会社の危機を救うためのタスクフォースって、『メイド・イン・ジャパン』と同じだな。ここ数年見たドキュメンタリーを信じるとすれば、生き残りを果たした企業はライセンスか製造のどちらかに特化したところばかり。松木の言い分が通るのか? それとも、「ものづくりの心も忘れてはいけない! 両立するんだ!」みたいな方向に行くのだろうか?

4話では、主人公たちが取り込もうとする最上専務が裏金を使っているらしい、ということで、なんだ結局ライバルには道徳的な瑕疵がないとだめなのかとうんざりしたが、裏金は腎臓外科の権威に親友を手術してもらうため、という予想外の展開であった。そうなると、「動機が純粋なら、公金横領みたいなことしてもいいんかい?」とつい意地悪な感想を持ってしまう。

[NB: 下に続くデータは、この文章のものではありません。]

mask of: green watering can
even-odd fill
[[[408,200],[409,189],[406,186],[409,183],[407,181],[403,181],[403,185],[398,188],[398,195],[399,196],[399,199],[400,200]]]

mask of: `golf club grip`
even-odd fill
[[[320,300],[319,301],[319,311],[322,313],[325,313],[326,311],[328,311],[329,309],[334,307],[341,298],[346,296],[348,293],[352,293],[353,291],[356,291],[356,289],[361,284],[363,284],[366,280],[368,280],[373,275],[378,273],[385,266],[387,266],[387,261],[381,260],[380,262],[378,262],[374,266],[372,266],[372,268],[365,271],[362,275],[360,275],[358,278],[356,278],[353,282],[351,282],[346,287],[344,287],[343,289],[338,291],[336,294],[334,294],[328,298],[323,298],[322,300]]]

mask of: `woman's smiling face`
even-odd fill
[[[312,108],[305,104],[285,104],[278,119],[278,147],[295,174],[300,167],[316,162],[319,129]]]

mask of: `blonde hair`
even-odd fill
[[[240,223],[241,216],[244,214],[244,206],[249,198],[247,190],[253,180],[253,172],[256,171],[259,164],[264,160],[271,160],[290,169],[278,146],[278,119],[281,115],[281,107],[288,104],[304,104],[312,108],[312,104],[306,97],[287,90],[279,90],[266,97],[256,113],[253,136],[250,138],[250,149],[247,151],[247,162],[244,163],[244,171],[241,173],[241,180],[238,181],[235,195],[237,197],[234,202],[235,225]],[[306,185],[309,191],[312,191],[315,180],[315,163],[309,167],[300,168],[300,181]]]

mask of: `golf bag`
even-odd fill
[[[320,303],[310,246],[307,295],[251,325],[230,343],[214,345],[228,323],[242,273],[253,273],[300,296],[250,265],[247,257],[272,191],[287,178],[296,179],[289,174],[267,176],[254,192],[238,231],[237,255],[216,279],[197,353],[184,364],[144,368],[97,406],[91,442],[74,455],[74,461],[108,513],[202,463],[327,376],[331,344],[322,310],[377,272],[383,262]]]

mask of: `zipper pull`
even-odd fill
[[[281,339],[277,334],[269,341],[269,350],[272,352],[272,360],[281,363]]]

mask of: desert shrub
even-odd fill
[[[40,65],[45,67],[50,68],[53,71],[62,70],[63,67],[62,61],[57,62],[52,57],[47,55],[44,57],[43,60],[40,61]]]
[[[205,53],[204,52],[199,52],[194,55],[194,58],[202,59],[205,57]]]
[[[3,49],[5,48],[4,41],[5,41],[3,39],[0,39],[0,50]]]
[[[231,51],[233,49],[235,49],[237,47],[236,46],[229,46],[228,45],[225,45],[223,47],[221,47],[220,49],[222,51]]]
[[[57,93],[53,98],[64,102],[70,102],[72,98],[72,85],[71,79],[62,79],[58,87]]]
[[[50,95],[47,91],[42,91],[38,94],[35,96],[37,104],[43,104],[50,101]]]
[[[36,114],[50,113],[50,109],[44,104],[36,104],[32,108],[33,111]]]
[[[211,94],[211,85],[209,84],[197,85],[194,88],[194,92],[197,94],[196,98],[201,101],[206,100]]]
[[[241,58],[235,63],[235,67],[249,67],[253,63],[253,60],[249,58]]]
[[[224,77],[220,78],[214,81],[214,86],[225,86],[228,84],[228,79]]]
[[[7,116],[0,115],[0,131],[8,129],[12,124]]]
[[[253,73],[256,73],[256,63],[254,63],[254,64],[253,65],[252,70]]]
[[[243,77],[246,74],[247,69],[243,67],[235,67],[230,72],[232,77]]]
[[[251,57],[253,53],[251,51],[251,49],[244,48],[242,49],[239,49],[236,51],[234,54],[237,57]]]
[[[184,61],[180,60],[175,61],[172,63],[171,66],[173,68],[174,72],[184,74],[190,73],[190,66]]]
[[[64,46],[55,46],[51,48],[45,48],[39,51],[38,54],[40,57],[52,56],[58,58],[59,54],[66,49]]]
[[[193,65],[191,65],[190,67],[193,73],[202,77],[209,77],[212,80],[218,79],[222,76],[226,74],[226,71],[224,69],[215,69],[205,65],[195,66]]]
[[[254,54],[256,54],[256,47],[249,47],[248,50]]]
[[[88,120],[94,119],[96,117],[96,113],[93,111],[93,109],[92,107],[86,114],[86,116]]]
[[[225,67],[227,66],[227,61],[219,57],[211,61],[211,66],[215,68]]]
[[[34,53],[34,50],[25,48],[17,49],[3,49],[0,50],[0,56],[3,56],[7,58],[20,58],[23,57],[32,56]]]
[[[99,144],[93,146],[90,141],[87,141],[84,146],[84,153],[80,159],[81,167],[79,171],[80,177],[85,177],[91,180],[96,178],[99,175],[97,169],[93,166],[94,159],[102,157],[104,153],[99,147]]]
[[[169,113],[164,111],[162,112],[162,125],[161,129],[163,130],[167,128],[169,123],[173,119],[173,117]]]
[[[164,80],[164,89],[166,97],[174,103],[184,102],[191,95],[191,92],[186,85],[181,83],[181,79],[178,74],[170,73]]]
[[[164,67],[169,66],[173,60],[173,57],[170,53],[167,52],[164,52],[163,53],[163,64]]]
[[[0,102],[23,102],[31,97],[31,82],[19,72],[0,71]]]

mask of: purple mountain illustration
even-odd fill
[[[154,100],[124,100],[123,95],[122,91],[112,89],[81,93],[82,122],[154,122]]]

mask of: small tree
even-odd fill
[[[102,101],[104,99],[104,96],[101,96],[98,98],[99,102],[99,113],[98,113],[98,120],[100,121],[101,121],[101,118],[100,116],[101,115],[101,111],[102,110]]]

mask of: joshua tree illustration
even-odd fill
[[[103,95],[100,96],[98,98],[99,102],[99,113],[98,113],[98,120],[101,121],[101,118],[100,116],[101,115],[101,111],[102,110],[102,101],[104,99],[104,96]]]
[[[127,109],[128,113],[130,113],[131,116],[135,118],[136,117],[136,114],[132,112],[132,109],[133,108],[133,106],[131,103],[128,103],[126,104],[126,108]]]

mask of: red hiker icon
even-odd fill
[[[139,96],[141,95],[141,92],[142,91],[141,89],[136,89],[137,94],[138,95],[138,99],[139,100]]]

前回だか前々回だか、登場人物が「ワイロにするため」を連呼していて、いくらなんでもそんなにあっけらかんとその単語を使わないだろうと笑ってしまった。予告では「そんなことに使うために金をプールし始めたわけじゃない」みたいな台詞が聞こえた。なるべく小学生レベルの”いい悪い”だけでないお話を期待したい。池井戸頼みの企業ドラマが氾濫するなか、オリジナル脚本を担当した荒井修子は偉い、と言うべきなのか、谷口統括が偉いと言うべきなのか。

企業ドラマで、主要登場人物の奥さんが病気というパターンを、WOWOWでも見た記憶がある。できれば、妻子ネタ抜きのぴりっと締まった社会派を見たい。公私とも描かなくてはいけないという暗黙のルールでもあるのだろうか。松木はどうやら自殺した母親の仇を討つために奮闘しているようだ。これも、既視感がありすぎ。
硬派をめざしたドラマにしては、主役にdullな色気がある。あの演出で主人公までもろに熱血漢だと暑苦しくなるから、あれでちょうどいいのかもしれない。ちらりと映った小橋めぐみがあいかわらず綺麗で驚いた。